SCREGMAN SAYS...

THIS IS MY GAME... SUCKING THE MARROW FROM THE BONES OF LIFE... ONE BONE AT A TIME...

Friday, December 08, 2006

THE TROUBLE WITH BB


Lunch should be a pleasurable experience. A time to feed the body, to relax, to reflect, to nap, to get away from the office...

HotFudge and I have a co-worker. I shall call it BB. More than a few months ago (or has it been at least one year? Perhaps HotFudge remembers that fateful day...) BB was eating its lunch. HotFudge was preparing to sit at a separate table when BB waved her over... And that's when it all started...

Eating with BB wasn't bad. We'd chat, laugh, talk smack about other offices around campus, etc. Now, months down the line, it seems we've become BB's lunch partners. Of course, we're not the only ones. Others have also eaten with BB. But it seems we are now "expected" [dare I say "required"] to eat with BB.

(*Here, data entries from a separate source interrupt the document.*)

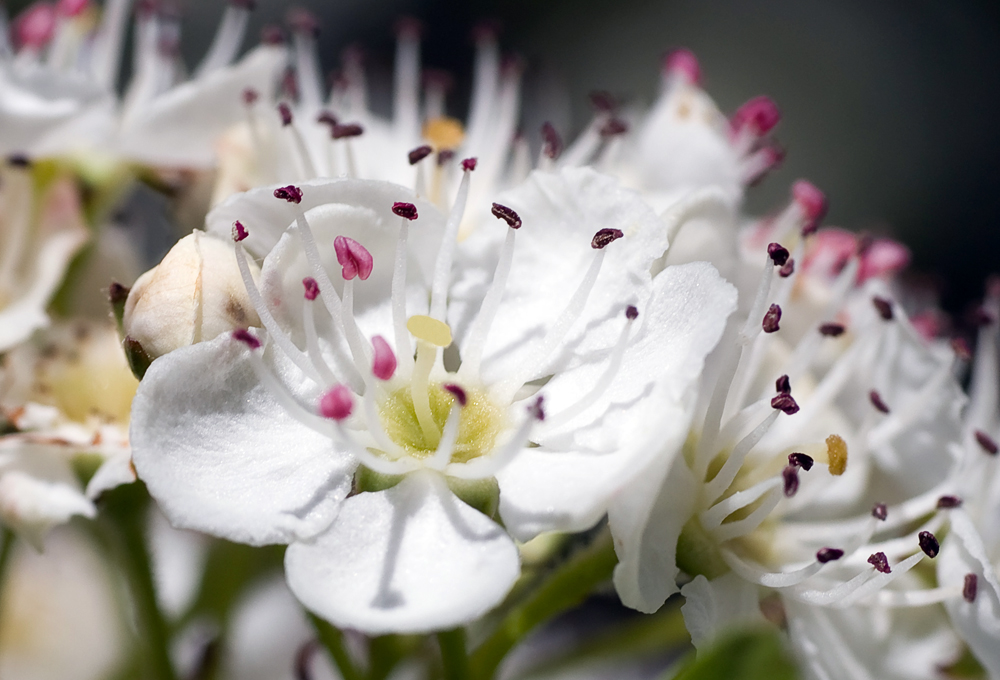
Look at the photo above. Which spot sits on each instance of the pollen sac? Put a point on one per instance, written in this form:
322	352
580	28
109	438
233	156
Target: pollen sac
884	307
605	236
986	442
880	562
824	555
312	288
291	193
337	403
502	212
419	154
832	330
969	588
929	544
801	460
354	258
406	210
771	318
778	254
384	360
836	451
876	399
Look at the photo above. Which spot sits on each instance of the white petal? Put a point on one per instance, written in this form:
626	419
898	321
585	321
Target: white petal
646	522
221	456
411	559
716	605
978	622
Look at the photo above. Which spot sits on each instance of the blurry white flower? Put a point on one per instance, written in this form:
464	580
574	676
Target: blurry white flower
259	437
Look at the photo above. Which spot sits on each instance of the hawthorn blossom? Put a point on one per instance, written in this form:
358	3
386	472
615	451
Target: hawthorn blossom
380	429
820	466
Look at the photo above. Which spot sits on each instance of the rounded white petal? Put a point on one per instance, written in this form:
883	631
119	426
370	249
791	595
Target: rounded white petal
220	455
410	559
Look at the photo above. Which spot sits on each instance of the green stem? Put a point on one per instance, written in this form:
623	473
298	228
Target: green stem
454	658
566	587
333	640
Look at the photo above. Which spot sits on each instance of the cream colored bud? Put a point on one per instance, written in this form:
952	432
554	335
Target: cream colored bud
195	294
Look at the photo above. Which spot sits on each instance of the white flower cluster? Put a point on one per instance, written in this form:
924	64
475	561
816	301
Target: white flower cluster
404	349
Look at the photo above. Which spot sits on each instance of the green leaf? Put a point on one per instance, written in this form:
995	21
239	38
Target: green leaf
755	654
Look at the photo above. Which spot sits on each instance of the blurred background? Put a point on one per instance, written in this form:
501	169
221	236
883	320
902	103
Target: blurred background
890	107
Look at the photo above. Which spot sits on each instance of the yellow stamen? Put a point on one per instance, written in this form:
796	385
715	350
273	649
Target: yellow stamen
836	451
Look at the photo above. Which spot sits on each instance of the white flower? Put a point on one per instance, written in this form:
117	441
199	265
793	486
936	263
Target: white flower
259	437
765	496
57	91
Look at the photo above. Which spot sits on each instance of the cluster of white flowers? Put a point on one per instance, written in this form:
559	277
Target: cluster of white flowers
404	350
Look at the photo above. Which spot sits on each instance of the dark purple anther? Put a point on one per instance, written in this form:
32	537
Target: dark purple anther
347	130
970	587
929	544
456	391
613	126
291	193
791	476
551	141
407	210
824	555
785	403
244	336
802	460
771	318
783	385
832	330
778	253
605	236
502	212
239	231
876	399
985	441
880	562
419	154
884	307
535	410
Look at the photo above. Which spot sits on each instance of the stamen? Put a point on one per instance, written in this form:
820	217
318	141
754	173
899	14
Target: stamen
969	588
504	213
986	442
354	258
884	307
384	361
771	319
876	400
801	460
929	544
337	403
836	451
824	555
880	562
604	237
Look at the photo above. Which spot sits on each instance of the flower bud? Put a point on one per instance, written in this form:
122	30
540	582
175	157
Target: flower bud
195	294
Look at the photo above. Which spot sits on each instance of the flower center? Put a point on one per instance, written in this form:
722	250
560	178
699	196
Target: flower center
481	421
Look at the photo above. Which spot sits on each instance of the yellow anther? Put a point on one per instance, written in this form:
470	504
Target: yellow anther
444	133
430	330
836	451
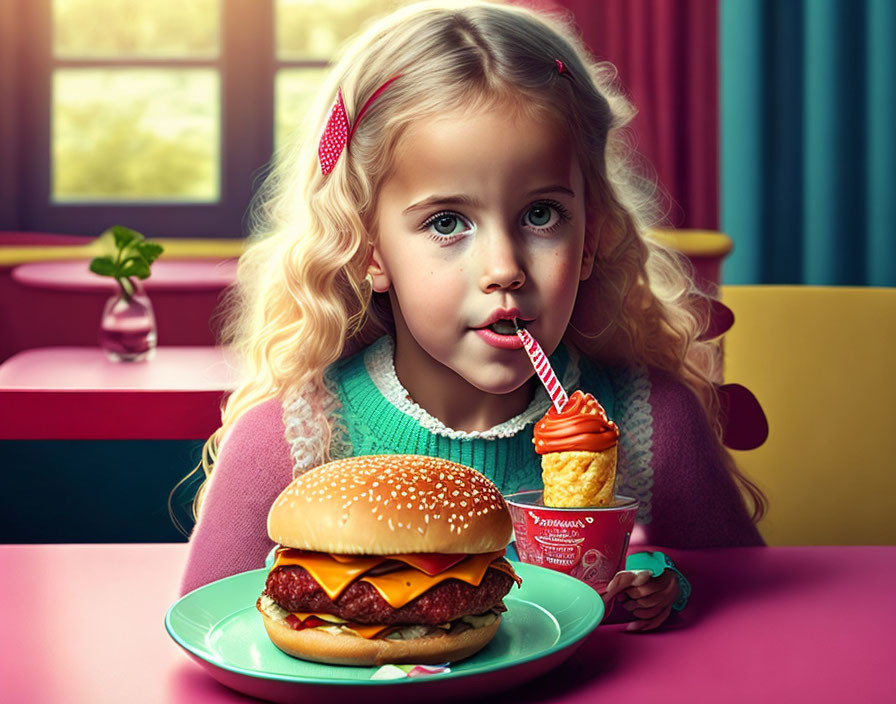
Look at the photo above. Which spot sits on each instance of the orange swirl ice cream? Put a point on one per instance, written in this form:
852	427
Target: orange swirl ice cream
578	453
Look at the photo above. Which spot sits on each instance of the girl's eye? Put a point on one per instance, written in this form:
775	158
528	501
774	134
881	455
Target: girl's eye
539	215
545	216
447	225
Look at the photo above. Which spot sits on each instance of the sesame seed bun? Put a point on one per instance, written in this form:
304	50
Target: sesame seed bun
391	504
320	646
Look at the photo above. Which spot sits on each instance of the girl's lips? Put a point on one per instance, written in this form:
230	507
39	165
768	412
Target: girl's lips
502	342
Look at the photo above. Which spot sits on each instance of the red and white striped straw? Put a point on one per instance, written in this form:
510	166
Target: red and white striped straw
543	368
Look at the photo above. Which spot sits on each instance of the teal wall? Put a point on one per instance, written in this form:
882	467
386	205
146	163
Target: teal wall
807	141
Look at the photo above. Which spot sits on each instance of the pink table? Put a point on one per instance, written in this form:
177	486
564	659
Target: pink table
75	393
84	623
174	275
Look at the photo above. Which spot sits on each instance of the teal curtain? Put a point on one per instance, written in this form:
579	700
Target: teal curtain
808	141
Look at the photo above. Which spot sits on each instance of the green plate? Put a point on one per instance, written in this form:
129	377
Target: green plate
218	625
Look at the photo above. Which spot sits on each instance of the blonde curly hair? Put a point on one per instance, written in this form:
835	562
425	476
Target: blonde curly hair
302	300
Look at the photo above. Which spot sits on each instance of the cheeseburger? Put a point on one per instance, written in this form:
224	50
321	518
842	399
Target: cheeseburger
387	559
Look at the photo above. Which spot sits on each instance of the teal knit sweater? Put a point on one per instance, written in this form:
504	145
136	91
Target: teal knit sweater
370	423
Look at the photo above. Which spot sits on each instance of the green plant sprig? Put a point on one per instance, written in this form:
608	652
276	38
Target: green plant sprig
134	255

I used to look forward to lunch. Now, my gut reaction is to curse when I'm approaching the lounge and I see HotFudge sitting with BB. Mind you, this isn't every single day. There are times when BB isn't there. But whenever BB is there, we end up eating with it. HotFudge and Ronin have grown tired of BB. Tired, I tell you. Without a doubt, lunch has become a dreaded event. BB is not an evil person, but we have grown weary of its company. It loves to talk about all the food it "knows" how to prepare, yet it always buys its lunch. [We always ask ourselves: "If BB's such a great cook, why doesn't it bring its lunch instead of always buying?"] HotFudge and I have been "wowed" by all its stories about how it cussed this person out or that person out. This past week, it told us about all these different medicines and drugs it mixed together in order to battle its cold. BB's in "the know".

Of course, I can eat lunch with HotFudge everyday. I have no problem with that because HotFudge is the one I'm going to grow old with. But the dynamic changes when we join BB. HotFudge and I can't talk about certain things. We feel obligated to keep the conversation going. Lately, I don't have much to say.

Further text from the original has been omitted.